The significantly impaired vaccine response in immunocompromised patients puts these individuals at a much higher risk of contracting a COVID-19 infection. Once infected, these patients may experience prolonged hospitalizations and significant complications, as reported in our case as well as others above.

Studies should be conducted on more effective immunization methods for this vulnerable population, as well as how to mitigate the risk of complicated and prolonged hospital stays. Using measurements of sgRNA and live viral cultures in this population may result in more accurate measures of infectivity.

Conclusions

This report documents a case of prolonged, active COVID-19 in an immunocompromised female with a history of non-Hodgkin’s lymphoma. Similar to other published reports of COVID-19 in immunocompromised patients, our patient’s disease course lasted for over 50 days and encompassed numerous secondary infections and escalations of care to the ICU level.
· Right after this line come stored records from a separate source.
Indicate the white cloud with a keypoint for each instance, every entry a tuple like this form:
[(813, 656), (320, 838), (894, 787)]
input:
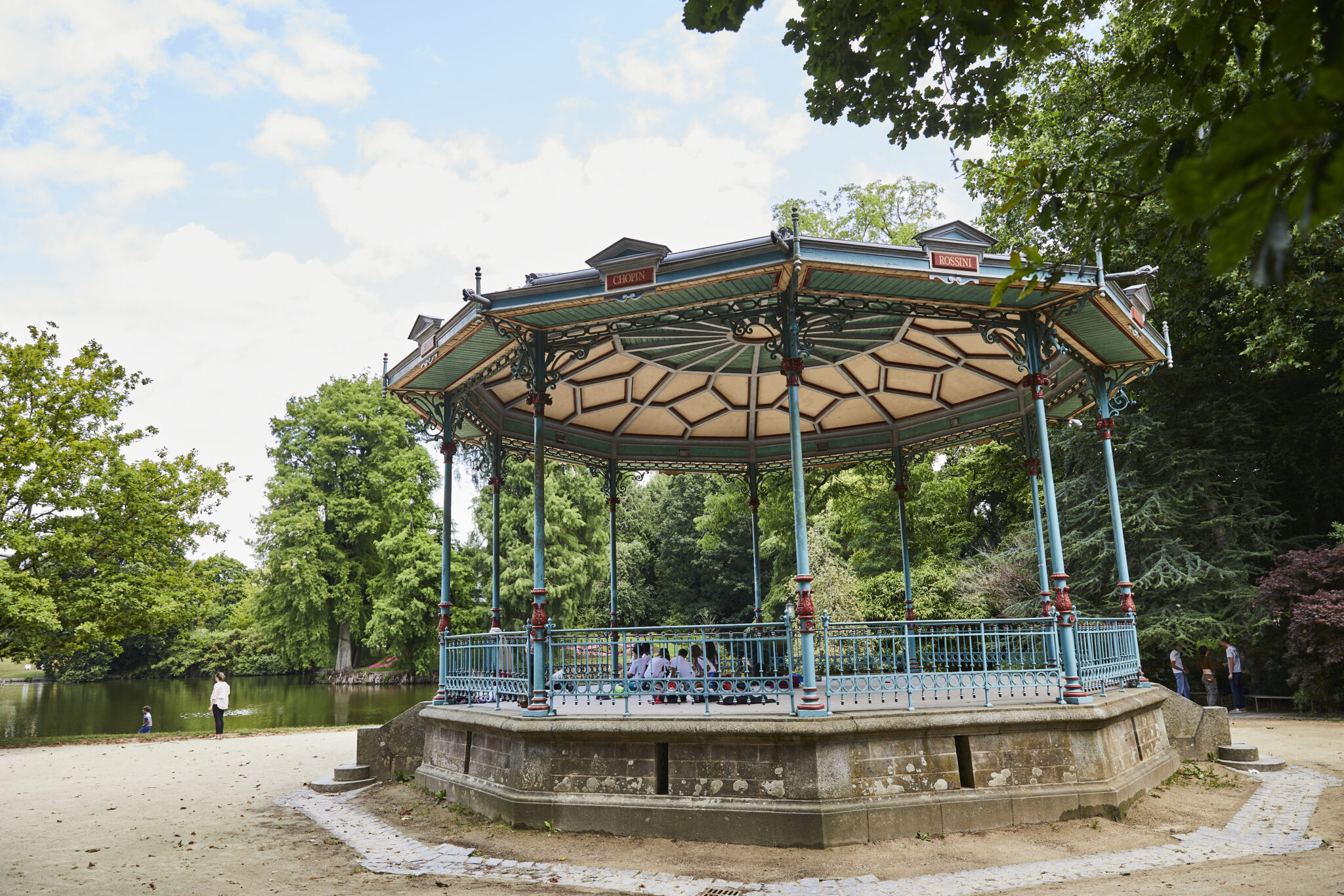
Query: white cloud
[(64, 55), (415, 202), (323, 71), (673, 61), (115, 175), (225, 335), (786, 133), (289, 137)]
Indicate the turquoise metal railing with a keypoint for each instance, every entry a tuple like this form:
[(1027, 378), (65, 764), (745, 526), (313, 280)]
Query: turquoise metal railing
[(487, 668), (940, 660), (910, 664), (746, 664), (1108, 652)]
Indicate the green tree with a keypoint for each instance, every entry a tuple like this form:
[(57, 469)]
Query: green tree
[(347, 542), (228, 584), (576, 544), (878, 213), (1249, 143), (94, 546)]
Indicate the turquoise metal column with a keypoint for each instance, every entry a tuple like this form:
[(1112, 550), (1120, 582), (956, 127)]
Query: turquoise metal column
[(754, 502), (1038, 380), (1106, 428), (613, 488), (1032, 466), (898, 468), (538, 398), (445, 625), (496, 480), (792, 367)]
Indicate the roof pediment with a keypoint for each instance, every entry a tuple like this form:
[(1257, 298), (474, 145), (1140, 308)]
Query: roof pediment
[(627, 251), (424, 323), (956, 233)]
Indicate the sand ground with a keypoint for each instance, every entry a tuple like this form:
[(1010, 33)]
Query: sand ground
[(198, 817)]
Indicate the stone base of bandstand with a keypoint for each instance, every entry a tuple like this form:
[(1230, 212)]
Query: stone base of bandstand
[(780, 781)]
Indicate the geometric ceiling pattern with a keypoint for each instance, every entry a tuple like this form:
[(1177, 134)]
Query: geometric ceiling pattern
[(679, 375), (705, 382)]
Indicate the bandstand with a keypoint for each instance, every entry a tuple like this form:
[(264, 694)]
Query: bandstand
[(773, 355)]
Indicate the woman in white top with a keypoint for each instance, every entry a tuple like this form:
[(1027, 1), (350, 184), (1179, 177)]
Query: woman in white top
[(218, 703)]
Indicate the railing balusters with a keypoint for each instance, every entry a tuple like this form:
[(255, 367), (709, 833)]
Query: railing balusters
[(859, 662)]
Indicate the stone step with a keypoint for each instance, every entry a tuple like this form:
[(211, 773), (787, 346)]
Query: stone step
[(1264, 765), (333, 786), (1238, 752)]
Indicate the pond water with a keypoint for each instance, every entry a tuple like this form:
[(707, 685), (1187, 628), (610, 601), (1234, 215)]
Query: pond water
[(183, 704)]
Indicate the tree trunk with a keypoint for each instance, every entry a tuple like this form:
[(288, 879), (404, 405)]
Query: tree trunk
[(343, 649)]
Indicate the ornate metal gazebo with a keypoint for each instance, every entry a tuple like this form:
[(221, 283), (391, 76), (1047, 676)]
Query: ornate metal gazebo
[(776, 354)]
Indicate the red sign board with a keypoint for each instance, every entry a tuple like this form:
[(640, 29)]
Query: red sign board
[(629, 278), (956, 261)]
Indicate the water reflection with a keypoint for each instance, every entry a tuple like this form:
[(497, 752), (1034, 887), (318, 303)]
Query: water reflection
[(183, 704)]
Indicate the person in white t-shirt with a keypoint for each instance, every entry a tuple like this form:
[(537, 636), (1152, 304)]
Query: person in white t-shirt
[(640, 662), (1234, 675), (218, 703), (658, 668), (1179, 670)]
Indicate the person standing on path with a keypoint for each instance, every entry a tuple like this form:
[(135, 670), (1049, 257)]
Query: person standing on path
[(218, 703), (1179, 670), (1210, 678), (1234, 675)]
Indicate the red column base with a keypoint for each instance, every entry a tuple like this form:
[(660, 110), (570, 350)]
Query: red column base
[(1074, 692)]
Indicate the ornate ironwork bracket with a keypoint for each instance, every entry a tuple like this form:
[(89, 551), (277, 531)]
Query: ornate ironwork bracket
[(1113, 382), (616, 481)]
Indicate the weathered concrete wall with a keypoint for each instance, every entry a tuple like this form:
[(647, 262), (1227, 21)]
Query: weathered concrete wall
[(800, 782), (397, 746), (1192, 729)]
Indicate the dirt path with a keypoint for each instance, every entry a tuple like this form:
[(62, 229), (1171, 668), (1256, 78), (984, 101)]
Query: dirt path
[(184, 817), (198, 817)]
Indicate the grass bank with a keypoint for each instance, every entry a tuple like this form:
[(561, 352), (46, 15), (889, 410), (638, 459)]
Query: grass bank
[(60, 741)]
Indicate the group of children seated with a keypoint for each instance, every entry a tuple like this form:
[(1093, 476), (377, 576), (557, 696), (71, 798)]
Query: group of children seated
[(650, 665)]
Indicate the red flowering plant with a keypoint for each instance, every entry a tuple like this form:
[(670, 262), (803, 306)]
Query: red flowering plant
[(1305, 590)]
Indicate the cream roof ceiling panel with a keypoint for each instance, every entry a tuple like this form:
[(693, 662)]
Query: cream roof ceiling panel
[(679, 371)]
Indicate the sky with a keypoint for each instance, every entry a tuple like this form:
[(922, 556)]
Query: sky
[(245, 199)]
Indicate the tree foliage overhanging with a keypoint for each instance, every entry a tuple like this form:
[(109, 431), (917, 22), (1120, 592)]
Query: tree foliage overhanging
[(1237, 121)]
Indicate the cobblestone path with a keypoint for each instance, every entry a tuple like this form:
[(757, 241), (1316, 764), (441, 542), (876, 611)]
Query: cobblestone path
[(1273, 823)]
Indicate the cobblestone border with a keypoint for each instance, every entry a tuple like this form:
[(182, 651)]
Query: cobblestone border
[(1273, 823)]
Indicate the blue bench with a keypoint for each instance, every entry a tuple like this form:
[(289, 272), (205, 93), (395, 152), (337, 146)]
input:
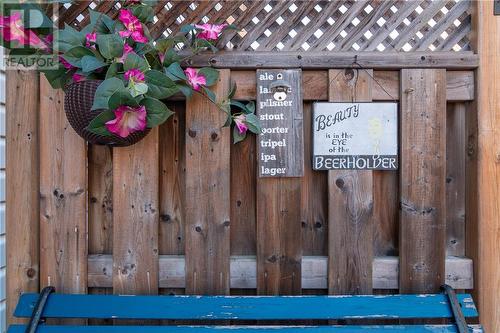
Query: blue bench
[(448, 305)]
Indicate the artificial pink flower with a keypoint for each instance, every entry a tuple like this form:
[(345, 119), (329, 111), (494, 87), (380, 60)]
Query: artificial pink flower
[(90, 38), (126, 50), (240, 123), (194, 79), (12, 29), (133, 26), (134, 75), (66, 64), (128, 120), (210, 31), (78, 77)]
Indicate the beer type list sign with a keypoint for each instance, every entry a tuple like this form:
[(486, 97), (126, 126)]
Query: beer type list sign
[(280, 146), (356, 136)]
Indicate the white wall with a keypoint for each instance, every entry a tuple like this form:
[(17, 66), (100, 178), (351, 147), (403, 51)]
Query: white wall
[(2, 195)]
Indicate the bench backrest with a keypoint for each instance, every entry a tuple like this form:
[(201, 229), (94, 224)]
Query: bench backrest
[(246, 307)]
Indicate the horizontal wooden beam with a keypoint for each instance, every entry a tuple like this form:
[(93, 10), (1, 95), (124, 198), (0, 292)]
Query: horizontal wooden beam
[(327, 60), (243, 272), (459, 87)]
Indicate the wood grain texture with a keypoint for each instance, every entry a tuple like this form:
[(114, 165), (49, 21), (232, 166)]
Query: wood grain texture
[(100, 173), (422, 180), (314, 273), (207, 194), (172, 181), (314, 201), (487, 30), (459, 85), (22, 187), (325, 60), (243, 198), (350, 202), (63, 199), (279, 248), (455, 178), (135, 217)]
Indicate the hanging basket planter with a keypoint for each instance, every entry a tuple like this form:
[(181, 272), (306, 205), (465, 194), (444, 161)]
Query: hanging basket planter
[(78, 104)]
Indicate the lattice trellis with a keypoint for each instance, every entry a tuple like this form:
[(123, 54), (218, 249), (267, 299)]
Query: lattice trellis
[(293, 25)]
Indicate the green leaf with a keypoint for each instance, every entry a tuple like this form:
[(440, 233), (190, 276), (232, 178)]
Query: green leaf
[(74, 56), (143, 12), (250, 107), (110, 46), (114, 70), (101, 22), (91, 63), (98, 124), (210, 74), (121, 97), (176, 70), (135, 61), (68, 38), (105, 90), (237, 137), (137, 89), (210, 94), (253, 123), (160, 85), (157, 112)]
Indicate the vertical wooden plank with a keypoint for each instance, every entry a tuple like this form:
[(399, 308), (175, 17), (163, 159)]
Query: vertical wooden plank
[(350, 202), (22, 186), (100, 239), (172, 181), (100, 171), (486, 32), (314, 202), (207, 193), (455, 178), (279, 248), (243, 183), (135, 217), (63, 197), (422, 179)]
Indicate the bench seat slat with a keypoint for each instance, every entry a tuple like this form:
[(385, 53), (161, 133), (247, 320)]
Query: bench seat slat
[(245, 308), (243, 329)]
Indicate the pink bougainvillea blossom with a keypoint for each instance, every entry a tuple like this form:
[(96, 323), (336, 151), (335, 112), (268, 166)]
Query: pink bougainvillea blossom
[(66, 64), (127, 49), (134, 75), (240, 123), (78, 77), (210, 31), (128, 120), (12, 29), (90, 39), (133, 26), (194, 79)]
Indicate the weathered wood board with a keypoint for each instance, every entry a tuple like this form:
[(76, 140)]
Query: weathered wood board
[(207, 194), (280, 146), (422, 180)]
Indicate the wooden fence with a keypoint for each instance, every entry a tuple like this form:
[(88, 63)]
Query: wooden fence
[(183, 211)]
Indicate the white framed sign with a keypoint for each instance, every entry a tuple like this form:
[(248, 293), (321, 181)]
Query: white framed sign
[(356, 136)]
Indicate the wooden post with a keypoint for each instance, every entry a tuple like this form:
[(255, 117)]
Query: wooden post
[(422, 179), (483, 245), (63, 197), (22, 188), (350, 202), (207, 194), (135, 217)]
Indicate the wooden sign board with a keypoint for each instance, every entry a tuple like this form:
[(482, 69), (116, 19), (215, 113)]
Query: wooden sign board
[(280, 146), (356, 136)]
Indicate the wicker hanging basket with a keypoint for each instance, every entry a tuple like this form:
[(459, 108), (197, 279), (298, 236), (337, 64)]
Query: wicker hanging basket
[(78, 104)]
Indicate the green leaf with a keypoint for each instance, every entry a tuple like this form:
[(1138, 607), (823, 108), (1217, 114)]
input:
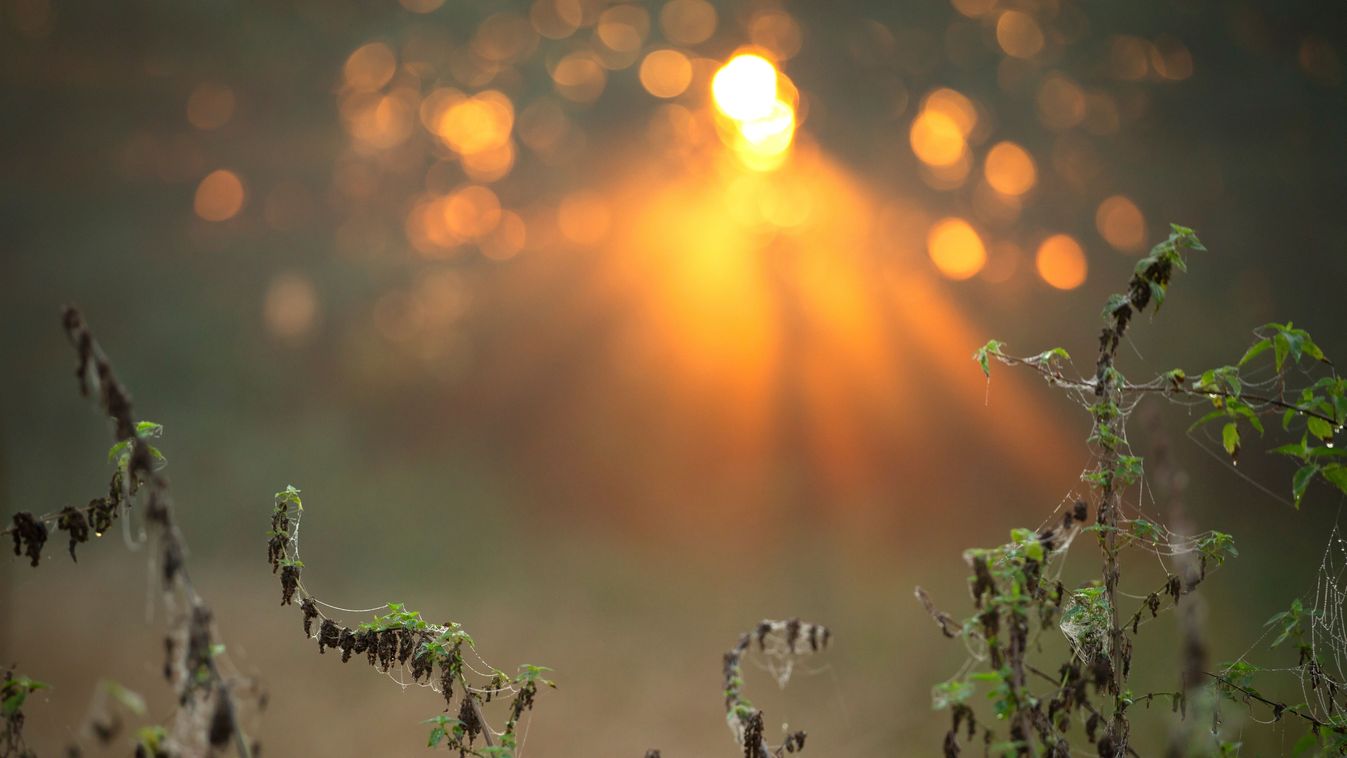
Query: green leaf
[(1230, 438), (1047, 356), (992, 348), (1336, 475), (148, 430), (1280, 346), (1300, 481), (1258, 348), (1320, 428)]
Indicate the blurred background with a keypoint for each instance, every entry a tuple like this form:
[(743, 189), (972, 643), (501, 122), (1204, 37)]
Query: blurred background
[(608, 329)]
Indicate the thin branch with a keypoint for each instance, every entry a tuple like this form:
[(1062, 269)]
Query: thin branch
[(1278, 708)]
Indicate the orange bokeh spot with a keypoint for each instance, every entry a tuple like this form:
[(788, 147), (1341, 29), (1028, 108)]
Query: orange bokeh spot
[(1062, 263), (369, 67), (745, 88), (478, 124), (489, 164), (291, 306), (622, 28), (1121, 224), (666, 73), (936, 139), (955, 248), (954, 105), (1010, 170), (1019, 34), (220, 195)]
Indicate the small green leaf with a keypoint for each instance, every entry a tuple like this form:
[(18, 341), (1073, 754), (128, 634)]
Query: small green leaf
[(1258, 348), (1230, 439), (992, 348), (1300, 481)]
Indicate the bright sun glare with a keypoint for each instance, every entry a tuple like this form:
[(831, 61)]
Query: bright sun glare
[(756, 98)]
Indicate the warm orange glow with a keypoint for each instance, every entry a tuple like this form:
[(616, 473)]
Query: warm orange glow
[(291, 306), (687, 22), (1010, 170), (1062, 263), (583, 218), (955, 107), (489, 164), (955, 248), (748, 92), (939, 136), (745, 88), (369, 67), (1121, 224), (220, 195), (1019, 34), (478, 124), (936, 139), (666, 73), (210, 107)]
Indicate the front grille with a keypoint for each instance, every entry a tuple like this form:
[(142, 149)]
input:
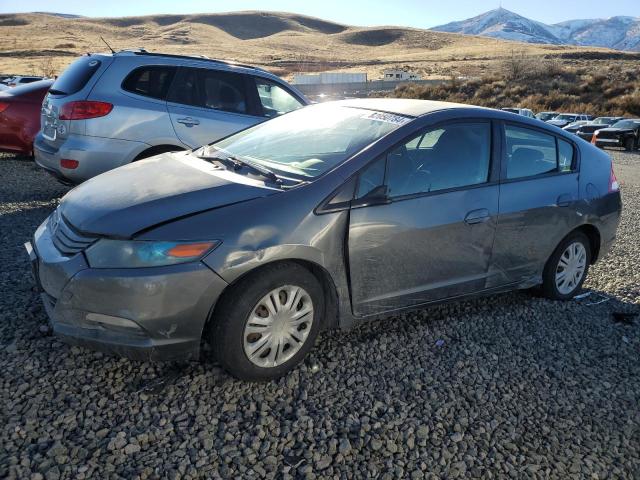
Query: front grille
[(66, 239)]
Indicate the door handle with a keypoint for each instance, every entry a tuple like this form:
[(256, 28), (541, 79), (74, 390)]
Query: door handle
[(188, 121), (480, 215), (564, 200)]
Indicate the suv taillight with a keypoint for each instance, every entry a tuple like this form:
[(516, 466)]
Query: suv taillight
[(84, 109), (614, 186)]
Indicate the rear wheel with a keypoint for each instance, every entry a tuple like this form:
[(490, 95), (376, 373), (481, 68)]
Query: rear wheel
[(269, 321), (567, 268)]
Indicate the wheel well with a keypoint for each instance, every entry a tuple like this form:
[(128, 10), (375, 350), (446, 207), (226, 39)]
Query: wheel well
[(329, 319), (157, 150), (593, 234)]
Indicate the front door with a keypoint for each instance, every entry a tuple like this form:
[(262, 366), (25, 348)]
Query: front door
[(431, 236)]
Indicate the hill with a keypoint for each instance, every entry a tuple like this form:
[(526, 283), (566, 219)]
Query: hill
[(281, 42), (620, 33)]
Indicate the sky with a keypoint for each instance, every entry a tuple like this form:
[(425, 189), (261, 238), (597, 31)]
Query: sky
[(413, 13)]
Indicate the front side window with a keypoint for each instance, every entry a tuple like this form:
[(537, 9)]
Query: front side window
[(531, 153), (309, 141), (451, 156), (151, 81), (275, 100)]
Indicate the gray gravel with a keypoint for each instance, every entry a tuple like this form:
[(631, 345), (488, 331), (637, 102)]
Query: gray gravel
[(509, 385)]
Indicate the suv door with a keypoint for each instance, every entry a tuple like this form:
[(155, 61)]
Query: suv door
[(538, 196), (206, 105), (430, 237)]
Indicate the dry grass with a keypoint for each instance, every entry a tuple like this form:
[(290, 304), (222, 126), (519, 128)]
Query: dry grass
[(283, 43), (527, 82)]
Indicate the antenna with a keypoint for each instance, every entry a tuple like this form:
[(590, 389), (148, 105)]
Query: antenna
[(108, 46)]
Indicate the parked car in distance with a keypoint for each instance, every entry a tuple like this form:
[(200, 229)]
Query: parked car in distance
[(625, 133), (330, 215), (107, 110), (565, 119), (20, 115), (586, 131), (21, 80), (525, 112), (575, 126), (545, 116)]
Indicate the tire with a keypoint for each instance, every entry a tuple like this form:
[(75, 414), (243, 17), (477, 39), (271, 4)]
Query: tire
[(629, 144), (557, 289), (232, 336)]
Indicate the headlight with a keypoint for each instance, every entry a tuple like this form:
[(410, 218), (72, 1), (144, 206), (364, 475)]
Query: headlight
[(136, 254)]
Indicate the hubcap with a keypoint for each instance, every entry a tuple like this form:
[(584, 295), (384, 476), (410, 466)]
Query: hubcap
[(570, 269), (278, 326)]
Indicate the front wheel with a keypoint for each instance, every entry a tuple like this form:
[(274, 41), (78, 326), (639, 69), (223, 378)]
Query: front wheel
[(269, 321), (567, 268)]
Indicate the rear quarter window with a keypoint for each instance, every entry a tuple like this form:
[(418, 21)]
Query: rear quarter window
[(76, 76), (150, 81)]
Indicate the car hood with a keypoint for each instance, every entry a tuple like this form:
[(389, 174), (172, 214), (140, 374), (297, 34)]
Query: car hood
[(616, 130), (124, 201)]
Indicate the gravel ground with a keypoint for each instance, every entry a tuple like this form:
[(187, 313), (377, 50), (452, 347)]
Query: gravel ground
[(509, 385)]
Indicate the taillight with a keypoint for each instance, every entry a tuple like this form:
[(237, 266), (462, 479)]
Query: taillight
[(69, 164), (84, 109), (614, 186)]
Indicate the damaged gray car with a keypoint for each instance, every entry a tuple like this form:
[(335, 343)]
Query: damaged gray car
[(327, 216)]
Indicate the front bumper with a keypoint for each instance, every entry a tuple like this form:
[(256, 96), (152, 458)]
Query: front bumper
[(154, 313)]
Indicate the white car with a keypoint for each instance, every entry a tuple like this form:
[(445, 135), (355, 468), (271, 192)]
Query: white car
[(525, 112)]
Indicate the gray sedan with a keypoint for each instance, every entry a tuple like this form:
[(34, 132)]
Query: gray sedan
[(327, 216)]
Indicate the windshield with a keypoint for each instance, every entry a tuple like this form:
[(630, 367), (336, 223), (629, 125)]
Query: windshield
[(627, 124), (310, 141)]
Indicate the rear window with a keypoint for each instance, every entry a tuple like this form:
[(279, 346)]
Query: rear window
[(76, 76), (152, 81)]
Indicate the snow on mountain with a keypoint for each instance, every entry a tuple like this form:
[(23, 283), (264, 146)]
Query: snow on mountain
[(620, 33)]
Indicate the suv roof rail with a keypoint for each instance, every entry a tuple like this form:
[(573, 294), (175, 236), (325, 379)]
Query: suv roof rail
[(142, 51)]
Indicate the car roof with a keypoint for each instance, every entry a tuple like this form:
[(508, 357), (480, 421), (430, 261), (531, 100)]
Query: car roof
[(407, 107)]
Due to the risk of prolonged and severe COVID-19 infections in immunocompromised patients, greater infection prevention and treatment measures should be established for this vulnerable population. Our patient’s case is unique because her CT values continued to decline despite clinical and radiographic improvement. CTs may not be an accurate measure of viral infectivity or severity since traditional RT-PCR does not specifically measure sgRNA, which is a better indicator of active viral replication than other forms of viral RNA. Live viral cultures may reflect sgRNA levels and could also be an alternative to traditional RT-PCR. Utilizing these more targeted testing techniques may allow for a greater understanding of disease course and current infectivity.